This was true of many pop-punk musicians. Most of the members of bands like Blink 182 and Jimmy Eat World grew up in Christian families in the suburbs of places like San Diego, California, and Mesa, Arizona. Some got their start in church worship, while others simply credited their religious upbringing for giving them a love of music. Many, though not all, ditched outward trappings of Christian culture in their public profiles. Some maintained personal connection to Christian spirituality, most often visible through religious tattoos. Some singers, such as Senses Fail lead Buddy Nielson, had messy breaks with Christianity and dedicated songs to exploring the rupture. Singers that explicitly addressed Christian themes were usually funneled into the subgenre of “Christian pop punk.” One example is Relient K, a band sonically indistinguishable from its counterparts, but one that more directly contemplated faith and God.

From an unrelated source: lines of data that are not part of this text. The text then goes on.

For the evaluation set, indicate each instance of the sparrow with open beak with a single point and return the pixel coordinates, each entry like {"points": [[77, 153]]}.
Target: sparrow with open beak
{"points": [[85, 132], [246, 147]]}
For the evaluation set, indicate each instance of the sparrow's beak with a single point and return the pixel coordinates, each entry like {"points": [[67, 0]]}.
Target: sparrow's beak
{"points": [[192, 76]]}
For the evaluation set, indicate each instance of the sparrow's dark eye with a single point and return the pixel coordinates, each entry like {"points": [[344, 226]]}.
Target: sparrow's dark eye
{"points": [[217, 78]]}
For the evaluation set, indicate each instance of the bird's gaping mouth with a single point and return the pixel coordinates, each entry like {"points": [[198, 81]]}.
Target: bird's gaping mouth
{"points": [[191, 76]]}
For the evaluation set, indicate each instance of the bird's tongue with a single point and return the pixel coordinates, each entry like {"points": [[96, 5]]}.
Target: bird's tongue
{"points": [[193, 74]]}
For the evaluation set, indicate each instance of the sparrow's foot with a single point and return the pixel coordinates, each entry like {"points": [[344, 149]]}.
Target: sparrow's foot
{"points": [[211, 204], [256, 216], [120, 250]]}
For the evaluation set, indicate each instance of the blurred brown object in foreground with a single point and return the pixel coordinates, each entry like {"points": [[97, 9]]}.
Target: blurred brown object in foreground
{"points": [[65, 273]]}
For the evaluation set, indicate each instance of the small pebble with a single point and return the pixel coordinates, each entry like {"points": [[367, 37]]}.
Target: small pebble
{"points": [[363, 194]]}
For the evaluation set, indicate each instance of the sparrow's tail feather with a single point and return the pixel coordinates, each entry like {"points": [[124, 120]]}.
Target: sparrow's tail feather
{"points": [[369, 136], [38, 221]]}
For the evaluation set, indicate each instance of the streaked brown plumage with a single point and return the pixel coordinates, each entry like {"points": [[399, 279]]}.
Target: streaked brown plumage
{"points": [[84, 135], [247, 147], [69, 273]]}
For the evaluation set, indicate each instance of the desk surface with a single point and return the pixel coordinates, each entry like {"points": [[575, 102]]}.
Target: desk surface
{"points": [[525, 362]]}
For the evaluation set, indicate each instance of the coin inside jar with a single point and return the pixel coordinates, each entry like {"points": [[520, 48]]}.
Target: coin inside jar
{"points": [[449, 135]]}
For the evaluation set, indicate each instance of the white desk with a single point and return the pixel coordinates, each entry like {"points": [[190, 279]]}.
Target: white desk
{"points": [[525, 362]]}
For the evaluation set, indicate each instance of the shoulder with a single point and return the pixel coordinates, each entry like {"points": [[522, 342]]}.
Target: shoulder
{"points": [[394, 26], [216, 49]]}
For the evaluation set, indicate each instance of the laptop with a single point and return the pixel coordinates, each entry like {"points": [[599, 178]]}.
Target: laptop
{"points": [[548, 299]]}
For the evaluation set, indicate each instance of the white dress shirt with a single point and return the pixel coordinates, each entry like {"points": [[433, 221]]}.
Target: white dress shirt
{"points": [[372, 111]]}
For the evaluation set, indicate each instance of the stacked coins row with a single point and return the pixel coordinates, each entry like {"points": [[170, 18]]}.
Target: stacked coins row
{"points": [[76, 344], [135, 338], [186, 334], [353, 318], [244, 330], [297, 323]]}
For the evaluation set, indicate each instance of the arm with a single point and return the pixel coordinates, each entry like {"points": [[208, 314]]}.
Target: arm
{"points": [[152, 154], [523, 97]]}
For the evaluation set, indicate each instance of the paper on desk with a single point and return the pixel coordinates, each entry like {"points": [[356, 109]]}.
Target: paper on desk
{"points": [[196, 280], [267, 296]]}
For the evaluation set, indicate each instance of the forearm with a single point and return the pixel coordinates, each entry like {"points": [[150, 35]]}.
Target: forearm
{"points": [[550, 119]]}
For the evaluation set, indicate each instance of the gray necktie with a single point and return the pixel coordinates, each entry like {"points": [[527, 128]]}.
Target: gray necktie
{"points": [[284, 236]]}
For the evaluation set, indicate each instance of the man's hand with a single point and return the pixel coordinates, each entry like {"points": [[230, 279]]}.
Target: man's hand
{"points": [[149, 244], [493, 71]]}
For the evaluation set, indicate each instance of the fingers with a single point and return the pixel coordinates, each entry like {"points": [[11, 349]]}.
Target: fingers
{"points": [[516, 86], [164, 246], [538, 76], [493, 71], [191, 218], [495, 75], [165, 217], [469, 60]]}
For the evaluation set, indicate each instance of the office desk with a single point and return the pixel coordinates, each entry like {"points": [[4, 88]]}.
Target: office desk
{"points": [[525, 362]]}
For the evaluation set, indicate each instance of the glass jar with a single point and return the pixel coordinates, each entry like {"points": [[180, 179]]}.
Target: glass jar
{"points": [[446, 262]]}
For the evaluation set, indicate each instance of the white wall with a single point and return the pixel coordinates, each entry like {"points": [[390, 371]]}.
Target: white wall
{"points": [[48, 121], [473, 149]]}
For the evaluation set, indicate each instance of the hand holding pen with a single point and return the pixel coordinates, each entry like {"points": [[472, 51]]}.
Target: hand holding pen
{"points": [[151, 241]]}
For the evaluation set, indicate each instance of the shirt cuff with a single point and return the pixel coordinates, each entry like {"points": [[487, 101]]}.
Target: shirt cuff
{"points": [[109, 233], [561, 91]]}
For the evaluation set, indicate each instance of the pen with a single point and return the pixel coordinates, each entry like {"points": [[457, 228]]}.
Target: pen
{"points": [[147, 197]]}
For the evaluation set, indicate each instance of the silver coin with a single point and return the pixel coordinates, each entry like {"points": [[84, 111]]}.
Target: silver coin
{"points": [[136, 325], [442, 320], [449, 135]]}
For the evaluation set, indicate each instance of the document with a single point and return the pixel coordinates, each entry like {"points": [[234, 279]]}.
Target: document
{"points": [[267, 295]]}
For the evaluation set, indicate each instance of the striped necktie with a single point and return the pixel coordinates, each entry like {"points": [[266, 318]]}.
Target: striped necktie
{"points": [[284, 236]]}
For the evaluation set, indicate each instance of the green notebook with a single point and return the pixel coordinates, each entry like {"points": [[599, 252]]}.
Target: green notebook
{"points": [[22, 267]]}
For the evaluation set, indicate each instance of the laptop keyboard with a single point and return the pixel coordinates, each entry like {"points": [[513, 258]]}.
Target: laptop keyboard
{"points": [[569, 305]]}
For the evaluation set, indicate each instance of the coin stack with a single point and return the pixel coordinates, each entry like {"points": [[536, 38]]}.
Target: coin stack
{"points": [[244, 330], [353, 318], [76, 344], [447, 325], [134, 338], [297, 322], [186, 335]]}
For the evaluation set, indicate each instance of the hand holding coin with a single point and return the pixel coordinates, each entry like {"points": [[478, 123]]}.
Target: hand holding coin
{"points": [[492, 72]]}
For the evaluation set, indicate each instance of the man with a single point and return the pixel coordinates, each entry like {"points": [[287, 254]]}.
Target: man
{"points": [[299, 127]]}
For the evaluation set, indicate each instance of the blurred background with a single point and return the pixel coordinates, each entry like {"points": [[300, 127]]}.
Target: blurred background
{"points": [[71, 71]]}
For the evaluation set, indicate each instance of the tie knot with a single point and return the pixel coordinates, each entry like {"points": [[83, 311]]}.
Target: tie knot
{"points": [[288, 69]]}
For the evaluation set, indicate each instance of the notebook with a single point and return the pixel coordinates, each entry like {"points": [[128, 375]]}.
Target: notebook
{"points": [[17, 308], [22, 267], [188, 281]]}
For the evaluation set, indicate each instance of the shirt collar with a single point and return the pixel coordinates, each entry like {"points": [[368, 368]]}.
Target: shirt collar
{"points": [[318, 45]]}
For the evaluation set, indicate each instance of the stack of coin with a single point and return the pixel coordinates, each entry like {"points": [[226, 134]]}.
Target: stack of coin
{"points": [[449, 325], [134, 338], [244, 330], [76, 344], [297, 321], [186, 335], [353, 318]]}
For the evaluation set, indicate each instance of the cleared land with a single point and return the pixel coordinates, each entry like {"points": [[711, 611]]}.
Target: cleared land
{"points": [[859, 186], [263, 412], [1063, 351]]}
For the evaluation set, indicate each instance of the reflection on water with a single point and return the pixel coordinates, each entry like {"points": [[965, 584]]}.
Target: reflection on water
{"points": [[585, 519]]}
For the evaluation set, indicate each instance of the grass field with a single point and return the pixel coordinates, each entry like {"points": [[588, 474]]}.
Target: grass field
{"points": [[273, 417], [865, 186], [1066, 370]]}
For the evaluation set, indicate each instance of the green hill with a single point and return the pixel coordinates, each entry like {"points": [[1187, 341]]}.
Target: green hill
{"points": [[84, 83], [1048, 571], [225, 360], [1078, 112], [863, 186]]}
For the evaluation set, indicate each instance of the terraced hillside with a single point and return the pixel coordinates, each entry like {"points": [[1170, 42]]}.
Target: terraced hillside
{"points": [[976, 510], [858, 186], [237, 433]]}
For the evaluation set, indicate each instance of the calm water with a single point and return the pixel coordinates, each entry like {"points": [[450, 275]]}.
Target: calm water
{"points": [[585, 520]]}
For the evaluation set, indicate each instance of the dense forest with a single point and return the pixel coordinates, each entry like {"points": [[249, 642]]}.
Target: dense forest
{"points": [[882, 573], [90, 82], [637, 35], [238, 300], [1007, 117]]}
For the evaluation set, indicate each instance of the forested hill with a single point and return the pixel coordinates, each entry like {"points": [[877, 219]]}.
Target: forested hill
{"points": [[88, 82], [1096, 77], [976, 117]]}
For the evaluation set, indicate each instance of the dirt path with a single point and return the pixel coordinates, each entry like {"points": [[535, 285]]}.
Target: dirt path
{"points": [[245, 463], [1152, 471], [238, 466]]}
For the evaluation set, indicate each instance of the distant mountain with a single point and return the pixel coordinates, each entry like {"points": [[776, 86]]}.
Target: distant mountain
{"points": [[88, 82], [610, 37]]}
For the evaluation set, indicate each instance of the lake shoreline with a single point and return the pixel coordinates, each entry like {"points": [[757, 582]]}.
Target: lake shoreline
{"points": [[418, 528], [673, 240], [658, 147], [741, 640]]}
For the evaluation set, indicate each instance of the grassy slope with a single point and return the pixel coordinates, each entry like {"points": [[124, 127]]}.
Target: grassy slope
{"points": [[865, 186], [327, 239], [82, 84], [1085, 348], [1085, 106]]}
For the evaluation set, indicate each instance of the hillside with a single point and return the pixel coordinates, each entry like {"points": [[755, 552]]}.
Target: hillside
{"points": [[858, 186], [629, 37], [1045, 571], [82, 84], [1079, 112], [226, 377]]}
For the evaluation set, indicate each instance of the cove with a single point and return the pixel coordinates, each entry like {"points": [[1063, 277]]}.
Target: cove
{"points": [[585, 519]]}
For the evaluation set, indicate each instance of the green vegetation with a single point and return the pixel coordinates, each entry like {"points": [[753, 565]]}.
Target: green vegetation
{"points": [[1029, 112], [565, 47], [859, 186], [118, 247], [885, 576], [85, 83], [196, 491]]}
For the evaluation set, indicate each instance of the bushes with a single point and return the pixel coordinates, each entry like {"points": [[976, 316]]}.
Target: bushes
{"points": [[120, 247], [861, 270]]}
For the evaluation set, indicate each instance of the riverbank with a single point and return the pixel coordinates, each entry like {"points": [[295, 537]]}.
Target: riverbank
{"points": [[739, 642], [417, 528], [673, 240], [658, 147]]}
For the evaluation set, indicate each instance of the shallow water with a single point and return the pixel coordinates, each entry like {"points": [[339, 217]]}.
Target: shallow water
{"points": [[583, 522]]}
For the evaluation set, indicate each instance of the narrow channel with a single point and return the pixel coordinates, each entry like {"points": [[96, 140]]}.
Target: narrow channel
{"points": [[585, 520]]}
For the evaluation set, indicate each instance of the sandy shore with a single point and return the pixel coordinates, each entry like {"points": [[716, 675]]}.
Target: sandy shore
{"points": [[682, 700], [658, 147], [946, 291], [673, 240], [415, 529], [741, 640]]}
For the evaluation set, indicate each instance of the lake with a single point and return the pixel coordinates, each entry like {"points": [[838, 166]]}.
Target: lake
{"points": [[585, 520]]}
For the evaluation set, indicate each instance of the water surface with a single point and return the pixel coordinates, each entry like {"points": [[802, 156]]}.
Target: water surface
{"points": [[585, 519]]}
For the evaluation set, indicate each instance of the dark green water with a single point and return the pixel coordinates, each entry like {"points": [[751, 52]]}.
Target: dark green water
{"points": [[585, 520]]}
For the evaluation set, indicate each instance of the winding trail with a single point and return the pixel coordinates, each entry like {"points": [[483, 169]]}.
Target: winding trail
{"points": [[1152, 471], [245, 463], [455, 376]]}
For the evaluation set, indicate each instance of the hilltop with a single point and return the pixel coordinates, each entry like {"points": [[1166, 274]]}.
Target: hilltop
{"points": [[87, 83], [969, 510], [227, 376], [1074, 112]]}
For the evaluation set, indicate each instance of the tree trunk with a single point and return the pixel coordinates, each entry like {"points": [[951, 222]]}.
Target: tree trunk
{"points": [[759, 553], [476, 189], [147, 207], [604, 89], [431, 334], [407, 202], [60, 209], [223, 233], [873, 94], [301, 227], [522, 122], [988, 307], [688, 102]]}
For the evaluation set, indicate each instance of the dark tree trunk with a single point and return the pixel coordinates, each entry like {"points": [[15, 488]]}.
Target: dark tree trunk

As with any high-profile commercialized class of people, pop-punk-star “nonversion” was likely a mix of performance and conviction. The “Christian pop-punk” market is smaller, the acceptable themes narrower. But these singers weren’t only playing for the crowd. Indeed, as went pop punk, so went the nation. Bullivant cites numbers that are both familiar and shocking. Today, nearly a quarter of U.S. adults (close to sixty million) identify as nonreligious. Of that group, 70% (about forty million) were raised Christian. Basically, if there had been no “nonverts” from Christianity in the past thirty years, the level of religiosity in the U.S. would have remained relatively stable. The rise of the nones, Bullivant writes, is largely due to the “vast, wholly unprecedented ‘mass nonversion’ of millions upon millions of Americans who were raised religious.”
While the prototypical nonvert in today’s popular culture is the “exvangelical,” Catholics and mainline Protestants have suffered the most drastic losses. Bullivant estimates there are now sixteen million ex-Catholics, 7.5 million ex-Baptists, two million ex-Lutherans, and one million ex-Presbyterians. He groups all nonverts into four categories based on their original religious communities: Mormons, Mainline Protestants, Evangelicals, and Catholics.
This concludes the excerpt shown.